Step 1: Modify the GlusterFS Service to Wait Before Mounting

First, you need to add a script that ensures the GlusterFS service has fully started before the system attempts to mount the volume.

Run the following command to edit the glusterd.service:

sudo systemctl edit glusterd.service

This will open a text editor. Add the following configuration to ensure a delay in mounting the GlusterFS volume:

[Service]
ExecStartPost=/usr/local/sbin/glusterfs-wait

Save and exit the editor.

Step 2: Create the glusterfs-wait Script

Next, create a script that checks if the GlusterFS volume is ready to be mounted. This script will be called after the Gluster service starts and will retry the mount command until it succeeds.

Create the script file:

sudo nano /usr/local/sbin/glusterfs-wait

Paste the following content into the file:

#!/bin/bash 
FAIL=1
until [ $FAIL -eq 0 ]; do
    gluster volume status all
    FAIL=$?
    test $FAIL -ne 0 && sleep 1
done
exit 0

Save and close the file.

This script will keep checking the status of the GlusterFS volume every second until the volume is ready.
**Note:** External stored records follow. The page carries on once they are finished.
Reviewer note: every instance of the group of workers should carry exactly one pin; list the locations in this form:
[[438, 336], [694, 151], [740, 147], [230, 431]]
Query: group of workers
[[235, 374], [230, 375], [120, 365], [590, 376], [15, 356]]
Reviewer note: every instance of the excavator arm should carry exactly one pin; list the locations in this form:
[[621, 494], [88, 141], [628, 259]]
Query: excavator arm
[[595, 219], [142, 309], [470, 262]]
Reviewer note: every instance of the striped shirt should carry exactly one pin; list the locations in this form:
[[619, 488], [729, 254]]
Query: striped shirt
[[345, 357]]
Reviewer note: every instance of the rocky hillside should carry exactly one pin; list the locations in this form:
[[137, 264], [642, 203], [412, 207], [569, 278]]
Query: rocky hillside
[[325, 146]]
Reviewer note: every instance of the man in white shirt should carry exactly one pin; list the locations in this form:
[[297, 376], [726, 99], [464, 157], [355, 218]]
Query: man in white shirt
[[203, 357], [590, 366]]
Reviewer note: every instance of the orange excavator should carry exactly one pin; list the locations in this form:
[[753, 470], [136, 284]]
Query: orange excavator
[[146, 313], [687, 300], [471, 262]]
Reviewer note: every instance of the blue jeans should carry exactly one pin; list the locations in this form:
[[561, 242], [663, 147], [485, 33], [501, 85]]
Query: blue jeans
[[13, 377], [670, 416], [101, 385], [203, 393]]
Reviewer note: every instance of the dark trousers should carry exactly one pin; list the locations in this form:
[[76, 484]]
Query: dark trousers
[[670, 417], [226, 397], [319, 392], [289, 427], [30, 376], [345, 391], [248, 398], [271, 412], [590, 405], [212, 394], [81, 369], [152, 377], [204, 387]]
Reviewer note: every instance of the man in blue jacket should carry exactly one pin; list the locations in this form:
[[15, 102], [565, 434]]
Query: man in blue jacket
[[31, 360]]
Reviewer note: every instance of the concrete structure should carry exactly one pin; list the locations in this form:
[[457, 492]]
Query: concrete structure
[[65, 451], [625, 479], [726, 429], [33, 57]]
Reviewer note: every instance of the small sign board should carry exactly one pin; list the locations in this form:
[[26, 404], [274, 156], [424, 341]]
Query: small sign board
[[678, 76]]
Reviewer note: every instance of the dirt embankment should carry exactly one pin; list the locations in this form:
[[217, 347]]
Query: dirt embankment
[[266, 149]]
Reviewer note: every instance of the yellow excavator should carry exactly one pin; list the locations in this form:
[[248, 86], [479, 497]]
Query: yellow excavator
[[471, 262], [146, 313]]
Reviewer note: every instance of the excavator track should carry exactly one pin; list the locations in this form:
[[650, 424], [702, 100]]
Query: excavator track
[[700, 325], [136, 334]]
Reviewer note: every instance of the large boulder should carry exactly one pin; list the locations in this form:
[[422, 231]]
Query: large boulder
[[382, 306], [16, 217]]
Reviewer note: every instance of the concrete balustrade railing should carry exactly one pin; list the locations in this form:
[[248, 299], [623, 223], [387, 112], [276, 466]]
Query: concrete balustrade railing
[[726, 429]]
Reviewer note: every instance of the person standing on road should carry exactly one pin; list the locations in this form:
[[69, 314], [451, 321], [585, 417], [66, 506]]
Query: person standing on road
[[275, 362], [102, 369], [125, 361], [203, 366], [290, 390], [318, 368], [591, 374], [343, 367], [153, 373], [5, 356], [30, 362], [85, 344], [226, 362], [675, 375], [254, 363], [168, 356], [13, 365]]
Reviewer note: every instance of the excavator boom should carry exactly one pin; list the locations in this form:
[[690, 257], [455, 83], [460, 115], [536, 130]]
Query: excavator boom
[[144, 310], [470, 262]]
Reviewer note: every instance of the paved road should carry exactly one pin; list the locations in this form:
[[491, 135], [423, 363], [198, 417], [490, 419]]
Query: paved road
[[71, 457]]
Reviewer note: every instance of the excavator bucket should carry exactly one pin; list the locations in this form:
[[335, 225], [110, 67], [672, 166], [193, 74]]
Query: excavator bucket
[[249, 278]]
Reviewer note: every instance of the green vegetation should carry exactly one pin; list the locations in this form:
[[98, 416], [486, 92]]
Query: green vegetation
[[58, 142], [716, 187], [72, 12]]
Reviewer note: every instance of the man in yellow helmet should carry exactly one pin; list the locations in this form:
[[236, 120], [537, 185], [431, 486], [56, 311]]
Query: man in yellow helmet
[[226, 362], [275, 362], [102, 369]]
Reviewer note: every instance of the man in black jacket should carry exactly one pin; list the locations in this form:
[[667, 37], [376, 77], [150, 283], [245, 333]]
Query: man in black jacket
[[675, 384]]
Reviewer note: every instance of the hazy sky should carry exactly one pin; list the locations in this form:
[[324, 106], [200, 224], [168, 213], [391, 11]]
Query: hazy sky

Step 3: Make the Script Executable

You need to make the script executable so it can run at startup.

Run this command:

sudo chmod +x /usr/local/sbin/glusterfs-wait

Step 4: Create a Mount Override

To ensure that the GlusterFS mount happens after the glusterd.service is up and running, you need to create a mount override.

For the example folder /mnt/glustermount, run the following command:

sudo systemctl edit mnt-glustermount.mount

In the text editor, paste the following content:

[Unit]
After=glusterd.service
Wants=glusterd.service

This ensures that the mount service will wait for the glusterd service to start.
Save and close the editor.

Step 5: Reload the Systemd Daemon and Reboot

To apply the changes, reload the systemd daemon with the following command:

sudo systemctl daemon-reload

Then, reboot your system:

sudo reboot

Step 6: Verify GlusterFS Mount After Reboot

After the system reboots, check the status of the GlusterFS service and ensure the volume is mounted correctly:

systemctl status glusterd.service

You should see that the GlusterFS volume has mounted successfully, and the service is running without issues.

This setup ensures that your GlusterFS volumes are reliably mounted after each system boot.